25. Zoals in het voorgaande overwogen is het de verantwoordelijkheid van Tip de Bruin als (goed) werkgeefster dat zij voldoet aan de CAO bepalingen en dat zij parttimers niet anders behandelt dan fulltimers. In zoverre is het niet-tijdig voldoen van de looncomponenten waartoe zij in deze procedure veroordeeld wordt dan ook aan haar toe te rekenen. Alhoewel dit op zich een ernstig verwijt is, ziet de kantonrechter in de omstandigheden van het geval aanleiding om de wettelijke verhoging op grond van artikel 7:625 lid 1 BW, laatste volzin, te beperken tot nihil. Daartoe overweegt de kantonrechter dat de loonvordering van [eiser] (overwegend) secundaire looncomponenten en niet het loon zelf betreft en dat deze zich uitstrekt over een lange periode. De wettelijke verhoging is bedoeld als een prikkel voor de werkgever om het loon op tijd te betalen. Nog daargelaten dat Tip de Bruin er ter zitting blijk van heeft gegeven in te zien dat haar loonsysteem niet voldoet aan de eisen die daaraan gesteld mogen worden - zij heeft verklaard inmiddels een loonconsulent te hebben ingeschakeld - wordt die prikkelfunctie
in dit geval niet gediend bij toewijzing van de verhoging. De gevorderde wettelijke verhoging zal dan ook worden afgewezen.
26. De gevorderde wettelijke rente is als onvoldoende weersproken wel toewijsbaar.
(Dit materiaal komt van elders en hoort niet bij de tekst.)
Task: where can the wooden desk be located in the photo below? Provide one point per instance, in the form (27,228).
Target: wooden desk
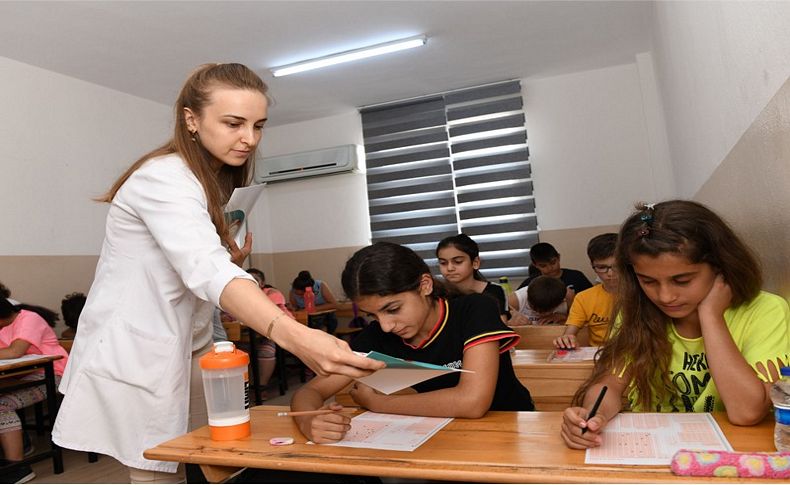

Buitengerechtelijke incassokosten
27. Ook de buitengerechtelijke kosten zullen als onweersproken worden toegewezen.
28. Ook de vordering van [eiser] tot het verstrekken van deugdelijke specificaties zal worden toegewezen. Nu gesteld noch gebleken is dat Tip de Bruin in het verleden heeft nagelaten specificaties van haar betalingen te verstrekken, ziet de kantonrechter geen aanleiding om aan die veroordeling een dwangsom te koppelen.
29. Tip de Bruin wordt als de in het ongelijk gestelde partij met de proceskosten aan de zijde van [eiser] belast.